Q:Why is it that Option Solving is more effective than more traditional approaches to resolving issues?

A:Option Solving makes full use of and properly focuses our intuitive capabilities. It makes sense of complex rafts of information and synthesizes patterns of behavior, relative to our own levels of experience. From this we are better able to fathom out what might be the likely outcome of a particular situation.  The results are even more powerful when drawing upon the different instincts of a wider group of people. When we rely upon our rational minds to resolve issues, as typically taught from an early age, we do not access the same power to arrive at an optimum conclusion.

Q: Why do you call Option Solving a leadership tool?

A: Quite apart from drawing upon people’s wisdom and instincts, which is what natural leaders do, Option Solving at its best also natuarally involves wider circles of people. Workplace people crave communication, which comes best in the form of involvement. Involvement is synonymous with good leadership.

Q: The resulting solutions from Option Solving too often appear so obvious after the fact and so easy to produce: why is that?

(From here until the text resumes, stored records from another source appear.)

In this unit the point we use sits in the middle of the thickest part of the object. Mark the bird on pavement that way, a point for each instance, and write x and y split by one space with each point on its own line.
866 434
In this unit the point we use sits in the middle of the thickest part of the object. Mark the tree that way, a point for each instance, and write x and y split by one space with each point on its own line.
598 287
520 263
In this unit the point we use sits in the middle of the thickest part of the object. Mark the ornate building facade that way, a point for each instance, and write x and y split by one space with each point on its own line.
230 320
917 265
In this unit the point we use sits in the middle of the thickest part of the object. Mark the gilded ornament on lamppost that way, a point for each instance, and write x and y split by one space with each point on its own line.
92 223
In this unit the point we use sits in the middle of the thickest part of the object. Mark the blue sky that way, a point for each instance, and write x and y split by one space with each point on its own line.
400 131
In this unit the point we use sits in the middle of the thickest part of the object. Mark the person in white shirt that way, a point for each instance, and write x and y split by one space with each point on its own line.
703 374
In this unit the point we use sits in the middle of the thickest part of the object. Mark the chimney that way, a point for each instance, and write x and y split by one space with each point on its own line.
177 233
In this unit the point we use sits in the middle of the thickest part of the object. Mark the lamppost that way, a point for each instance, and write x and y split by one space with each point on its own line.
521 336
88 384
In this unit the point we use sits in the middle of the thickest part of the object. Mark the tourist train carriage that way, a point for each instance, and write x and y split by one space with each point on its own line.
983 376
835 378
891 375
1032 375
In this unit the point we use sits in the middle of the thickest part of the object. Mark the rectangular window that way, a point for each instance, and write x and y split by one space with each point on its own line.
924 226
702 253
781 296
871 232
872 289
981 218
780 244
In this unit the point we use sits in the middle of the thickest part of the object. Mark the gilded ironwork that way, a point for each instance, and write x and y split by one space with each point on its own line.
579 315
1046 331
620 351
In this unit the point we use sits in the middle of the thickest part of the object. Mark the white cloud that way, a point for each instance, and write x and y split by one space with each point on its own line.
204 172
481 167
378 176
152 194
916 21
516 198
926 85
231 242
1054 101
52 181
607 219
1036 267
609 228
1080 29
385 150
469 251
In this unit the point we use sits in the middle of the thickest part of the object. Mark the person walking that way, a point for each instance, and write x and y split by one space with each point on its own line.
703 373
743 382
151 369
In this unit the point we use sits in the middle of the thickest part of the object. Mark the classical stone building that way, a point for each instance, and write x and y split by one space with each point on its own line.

A: To start with, our culture teaches us that nothing is really worthy unless we’ve struggled over it. Also, it is true that outcomes always seem that much more obvious with hindsight than when we’re faced with them at the outset.  In fact, so many situations appear rather perplexing at the outset. Furthermore, when we use our rational capabilities for resolving issues we make it particularly difficult for ourselves because so many things cannot be solved by logic or through numbers. Economists spend mountains of time trying to reduce everything to a numerical solution. On the other hand, when we use our intuitive capabilities, we approach issues with years of “hidden” experience. Additionally, we can use our intuitive capability for synthesizing so many strands of information: as well as allow our minds to take small or large leaps, along with making many trade-offs, which makes issue resolution so much easier. In fact, it appears almost effortless when we use a coherent approach like Option Solving.

Q. How is Option Solving different from conventional brainstorming?

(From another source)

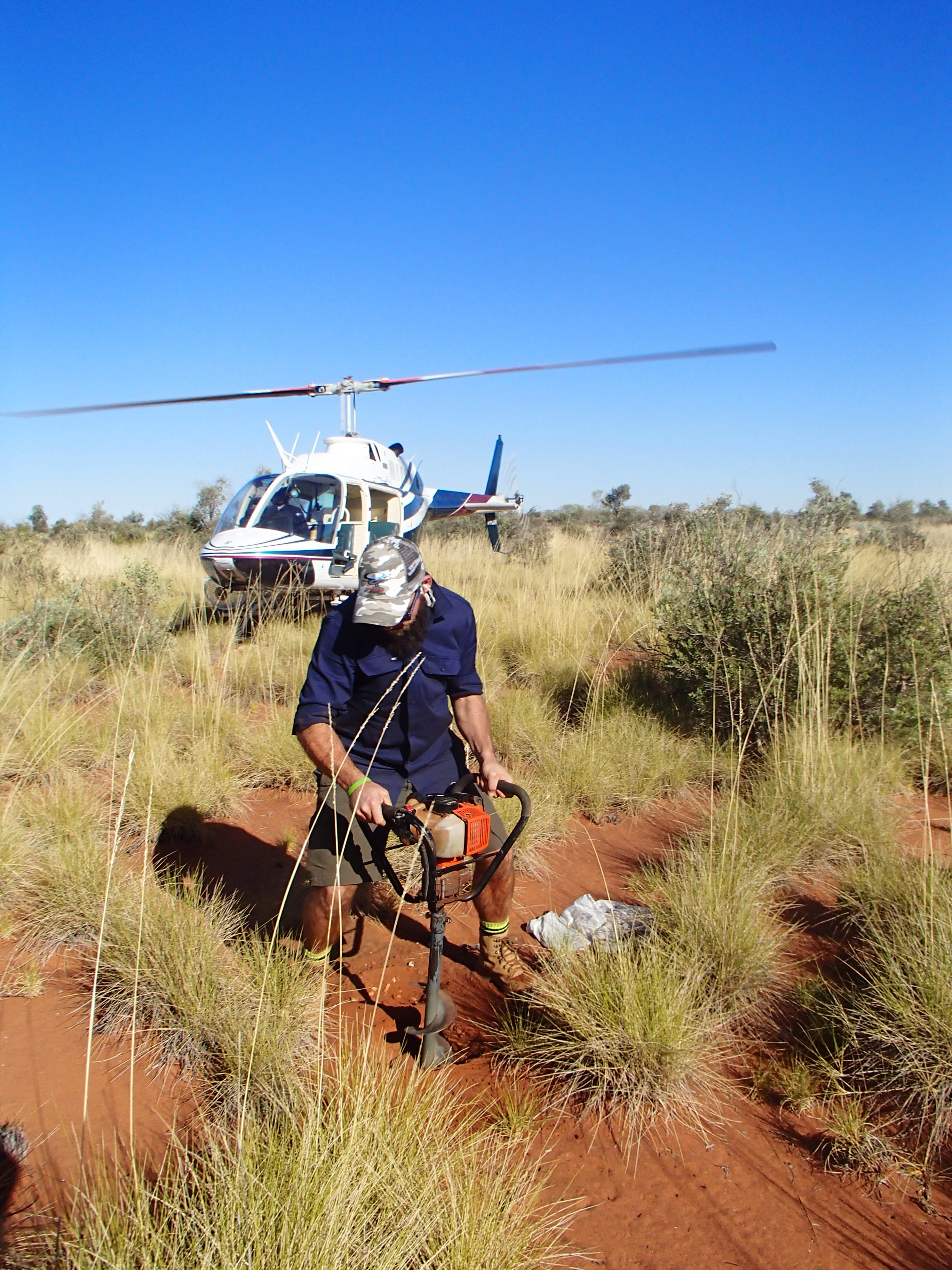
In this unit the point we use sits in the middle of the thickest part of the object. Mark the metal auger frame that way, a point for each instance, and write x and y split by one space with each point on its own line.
440 1010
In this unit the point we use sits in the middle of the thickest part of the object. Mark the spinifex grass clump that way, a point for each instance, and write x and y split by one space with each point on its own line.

A. Option solving has a number of features ahead of typical brainstorming, including:

  • Option solving makes a purposeful distinction between our rational and intuitive minds (see book).  It draws upon our rational mind’s ability to ask insightful questions and our intuitive mind’s ability to make insightful assessments and judgments of particular situations.
  • It establishes a natural provocative framework for encouraging the intuitive mind to produce creative options.
  • It casts all participants with an equal voice during deliberations, whereas in brainstorming participants are conditioned to defer to the most senior or experienced person to lead the way. If that senior or experienced person is not especially dynamic or creative, so goes the brainstorming group.
  • There is no “how to” discussion  about any of the options until they are all on the table. This avoids scuppering creative moments.
  • Considerably more effort goes into framing the initial question with option solving.
  • There is much better use of “peeling the onion” and “emotional distancing” with option solving (see book).
  • Option solving is a much more definitive technique: with distiinctive principles and practices (see book).
  • Option Solving does not require people to rationally argue their case for a particular option. This is particularly important when less articulate or seasoned participants are involved. Such participants may have interesting ideas and intuitions: in brainstorming they possibly wouldn’t have the talents to argue the merits of their case  consequently would be sidelined. Possible outcomes like this are discouraged in option solving.